Keep in mind that this method applies to a specific type of bend where the fork is bent back  evenly on both sides, without twist or side-to-side bending. Do not attempt this method on a fork that has twisted or has taken a side-to-side bend, or an uneven bend because it may result in over-stressing the fork. For more complicated bends, removing the fork from the bike, placing the fork in a jig, and then using the frame/fork arm to straighten is the correct approach. For the fork ends, the dropout sticks should be used to do finish straightening and wheel alignment. Then re-assemble and check for pull while riding. If necessary, repeat the alignment until it tracks straight.


----------



## JLF (Dec 17, 2020)

Thanks for sharing the video!  I’ve needed to figure out how do straighten a few forks.

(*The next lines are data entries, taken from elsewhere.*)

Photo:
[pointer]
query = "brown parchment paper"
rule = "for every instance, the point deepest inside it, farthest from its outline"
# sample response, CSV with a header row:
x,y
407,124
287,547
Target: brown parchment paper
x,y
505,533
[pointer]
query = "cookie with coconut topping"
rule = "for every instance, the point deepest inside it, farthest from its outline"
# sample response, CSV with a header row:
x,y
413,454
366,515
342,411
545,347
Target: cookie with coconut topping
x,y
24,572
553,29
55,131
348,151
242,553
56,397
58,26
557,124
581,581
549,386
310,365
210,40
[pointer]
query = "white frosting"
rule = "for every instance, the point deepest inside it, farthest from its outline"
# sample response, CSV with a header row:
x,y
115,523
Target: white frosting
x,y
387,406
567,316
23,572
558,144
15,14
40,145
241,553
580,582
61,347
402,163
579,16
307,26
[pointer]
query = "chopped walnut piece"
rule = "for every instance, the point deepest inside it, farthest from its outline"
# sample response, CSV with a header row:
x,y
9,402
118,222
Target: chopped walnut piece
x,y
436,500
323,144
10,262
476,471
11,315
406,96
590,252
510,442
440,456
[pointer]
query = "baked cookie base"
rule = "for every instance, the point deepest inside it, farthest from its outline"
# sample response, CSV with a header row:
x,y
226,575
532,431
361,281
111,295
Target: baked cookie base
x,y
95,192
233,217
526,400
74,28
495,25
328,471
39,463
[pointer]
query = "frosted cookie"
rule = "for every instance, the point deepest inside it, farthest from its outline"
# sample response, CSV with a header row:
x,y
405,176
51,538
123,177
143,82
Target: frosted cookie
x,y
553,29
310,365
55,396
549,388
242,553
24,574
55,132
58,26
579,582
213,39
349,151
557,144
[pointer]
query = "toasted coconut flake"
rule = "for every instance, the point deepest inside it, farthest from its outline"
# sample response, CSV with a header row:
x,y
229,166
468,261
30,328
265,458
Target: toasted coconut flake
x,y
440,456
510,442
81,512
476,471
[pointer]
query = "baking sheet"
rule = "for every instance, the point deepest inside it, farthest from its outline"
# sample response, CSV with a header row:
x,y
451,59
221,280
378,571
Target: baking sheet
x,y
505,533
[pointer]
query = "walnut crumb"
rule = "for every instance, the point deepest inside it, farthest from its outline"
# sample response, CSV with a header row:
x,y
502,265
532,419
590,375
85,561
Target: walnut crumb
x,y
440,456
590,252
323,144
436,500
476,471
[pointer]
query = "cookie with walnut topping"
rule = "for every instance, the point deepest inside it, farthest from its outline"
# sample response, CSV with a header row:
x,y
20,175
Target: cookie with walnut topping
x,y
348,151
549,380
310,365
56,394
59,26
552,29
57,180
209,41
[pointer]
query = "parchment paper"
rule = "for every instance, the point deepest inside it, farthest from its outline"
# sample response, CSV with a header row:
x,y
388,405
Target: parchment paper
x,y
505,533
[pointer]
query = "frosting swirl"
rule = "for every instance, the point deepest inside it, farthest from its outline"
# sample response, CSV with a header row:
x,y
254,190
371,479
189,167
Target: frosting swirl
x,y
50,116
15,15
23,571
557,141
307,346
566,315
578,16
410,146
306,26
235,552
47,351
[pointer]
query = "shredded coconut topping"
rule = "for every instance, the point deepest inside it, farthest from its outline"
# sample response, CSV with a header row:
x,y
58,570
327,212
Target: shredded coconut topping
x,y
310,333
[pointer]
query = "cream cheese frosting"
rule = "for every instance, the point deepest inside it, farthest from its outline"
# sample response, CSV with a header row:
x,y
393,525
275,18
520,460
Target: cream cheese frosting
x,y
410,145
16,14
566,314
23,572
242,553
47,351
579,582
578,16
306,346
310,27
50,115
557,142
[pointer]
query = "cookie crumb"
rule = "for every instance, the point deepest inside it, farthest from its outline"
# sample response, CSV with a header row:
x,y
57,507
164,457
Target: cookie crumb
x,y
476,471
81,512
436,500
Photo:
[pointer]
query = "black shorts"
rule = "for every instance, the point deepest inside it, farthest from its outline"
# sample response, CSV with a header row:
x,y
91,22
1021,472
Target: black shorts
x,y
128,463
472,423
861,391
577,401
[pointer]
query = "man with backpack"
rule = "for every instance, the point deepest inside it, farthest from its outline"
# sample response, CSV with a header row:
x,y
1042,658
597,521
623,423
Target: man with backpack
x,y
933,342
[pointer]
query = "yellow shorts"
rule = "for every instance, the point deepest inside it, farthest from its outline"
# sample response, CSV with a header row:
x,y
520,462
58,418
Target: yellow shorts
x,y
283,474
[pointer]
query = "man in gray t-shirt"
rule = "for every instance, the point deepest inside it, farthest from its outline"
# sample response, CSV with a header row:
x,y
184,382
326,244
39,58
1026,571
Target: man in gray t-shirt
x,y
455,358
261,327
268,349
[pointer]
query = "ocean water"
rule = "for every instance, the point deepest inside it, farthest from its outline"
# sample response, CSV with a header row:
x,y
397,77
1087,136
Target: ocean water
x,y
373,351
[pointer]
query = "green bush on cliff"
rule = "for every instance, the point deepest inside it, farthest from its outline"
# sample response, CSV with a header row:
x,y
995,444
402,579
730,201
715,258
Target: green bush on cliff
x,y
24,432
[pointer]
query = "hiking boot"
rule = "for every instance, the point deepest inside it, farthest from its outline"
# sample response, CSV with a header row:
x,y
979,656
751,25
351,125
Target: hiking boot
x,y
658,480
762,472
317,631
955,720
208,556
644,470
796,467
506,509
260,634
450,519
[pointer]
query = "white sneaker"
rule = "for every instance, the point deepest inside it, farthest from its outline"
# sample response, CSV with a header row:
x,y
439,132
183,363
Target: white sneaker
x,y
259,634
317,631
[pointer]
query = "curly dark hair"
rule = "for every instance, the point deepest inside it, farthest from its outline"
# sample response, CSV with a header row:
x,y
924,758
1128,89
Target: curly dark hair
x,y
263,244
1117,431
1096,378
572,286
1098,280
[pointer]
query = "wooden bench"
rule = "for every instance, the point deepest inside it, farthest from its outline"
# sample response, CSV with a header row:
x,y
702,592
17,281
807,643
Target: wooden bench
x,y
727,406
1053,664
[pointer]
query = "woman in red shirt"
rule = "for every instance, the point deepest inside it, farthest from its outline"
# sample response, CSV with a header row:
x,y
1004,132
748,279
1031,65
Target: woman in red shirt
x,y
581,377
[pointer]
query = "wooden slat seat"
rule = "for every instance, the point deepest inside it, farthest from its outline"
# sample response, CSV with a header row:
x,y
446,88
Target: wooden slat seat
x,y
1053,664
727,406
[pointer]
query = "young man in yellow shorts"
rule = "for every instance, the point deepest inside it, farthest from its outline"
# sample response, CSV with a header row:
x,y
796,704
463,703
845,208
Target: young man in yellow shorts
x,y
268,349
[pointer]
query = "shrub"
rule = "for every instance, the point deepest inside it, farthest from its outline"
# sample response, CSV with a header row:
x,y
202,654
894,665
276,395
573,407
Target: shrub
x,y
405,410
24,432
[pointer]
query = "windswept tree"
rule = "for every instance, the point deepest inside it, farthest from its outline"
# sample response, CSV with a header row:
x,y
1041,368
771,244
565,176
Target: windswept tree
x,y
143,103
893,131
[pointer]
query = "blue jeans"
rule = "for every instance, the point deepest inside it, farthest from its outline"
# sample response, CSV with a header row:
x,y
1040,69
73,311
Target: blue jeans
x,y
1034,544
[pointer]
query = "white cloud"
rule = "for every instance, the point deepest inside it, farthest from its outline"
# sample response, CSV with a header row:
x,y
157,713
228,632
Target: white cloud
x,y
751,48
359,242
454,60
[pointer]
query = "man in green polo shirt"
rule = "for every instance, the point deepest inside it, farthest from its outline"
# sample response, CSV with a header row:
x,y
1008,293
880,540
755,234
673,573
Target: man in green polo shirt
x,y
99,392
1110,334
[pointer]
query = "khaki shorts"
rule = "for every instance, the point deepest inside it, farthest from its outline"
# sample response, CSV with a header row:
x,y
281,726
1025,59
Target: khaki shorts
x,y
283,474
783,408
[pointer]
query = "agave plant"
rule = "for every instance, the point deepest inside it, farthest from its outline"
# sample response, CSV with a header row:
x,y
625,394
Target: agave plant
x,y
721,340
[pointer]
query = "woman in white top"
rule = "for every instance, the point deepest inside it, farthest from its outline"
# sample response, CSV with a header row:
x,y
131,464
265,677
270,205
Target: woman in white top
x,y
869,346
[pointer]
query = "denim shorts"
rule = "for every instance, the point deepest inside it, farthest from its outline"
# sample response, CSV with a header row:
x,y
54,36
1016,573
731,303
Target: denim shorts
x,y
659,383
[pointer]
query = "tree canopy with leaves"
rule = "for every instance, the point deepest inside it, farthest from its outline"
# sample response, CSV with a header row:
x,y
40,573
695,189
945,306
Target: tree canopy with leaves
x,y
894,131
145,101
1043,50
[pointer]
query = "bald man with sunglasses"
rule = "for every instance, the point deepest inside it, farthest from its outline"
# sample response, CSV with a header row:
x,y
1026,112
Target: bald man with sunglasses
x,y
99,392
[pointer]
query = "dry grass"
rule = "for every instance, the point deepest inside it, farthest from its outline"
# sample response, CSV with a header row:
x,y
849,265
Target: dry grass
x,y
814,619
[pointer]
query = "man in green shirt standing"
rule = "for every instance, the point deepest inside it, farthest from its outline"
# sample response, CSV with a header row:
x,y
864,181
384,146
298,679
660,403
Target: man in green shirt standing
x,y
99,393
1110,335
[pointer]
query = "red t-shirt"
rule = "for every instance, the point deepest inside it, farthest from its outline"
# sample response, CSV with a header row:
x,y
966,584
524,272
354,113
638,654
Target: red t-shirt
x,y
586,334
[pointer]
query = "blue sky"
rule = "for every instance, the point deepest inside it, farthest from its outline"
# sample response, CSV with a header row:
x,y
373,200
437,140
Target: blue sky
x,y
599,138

Seems like this way could / would work with the bike right side up and the blocks of wood and jack resting on the floor.  Not necessary to have the bike upside down as shown?


----------



## Retro Flutter (Dec 18, 2020)

I've got 3 bent forks that are bent on the steerer ( 2 are from similar CCM 1940s stepthrough bikes(tall steerer tubes, like 10'') and one is from a 1970s CCM Scrambler muscle bike), I'm wondering how it'd be possible to fix those? The jack method seems to work if the bend is in the crown of the fork.


----------



## coasterbrakejunkie1969 (Dec 18, 2020)

There is a member in VT that offers that service. Search it in the service section if you can not find it get back and I can help out.


----------



## Balloonoob (Feb 26, 2021)

Seems like every spare fork I have is bent.  This particular one looks good enough side to side so may have just been bent straight back.  The method shown in the video may work for this one. It looks to be for a 28 inch bike.... No idea what kind though. I'm a "good enough" kinda guy. If I could use a pry bar and vice I would.


----------



## kirk thomas (Feb 27, 2021)

If your forks are still on your bike and there is no fender just bang the wheel against a cement wall while holding the bars and standing over the bike. That is how we used to do it when we were kids and never thought about buying or making a tool for it.
Ha- Ha and it really works just don't slam the wall to hard.


----------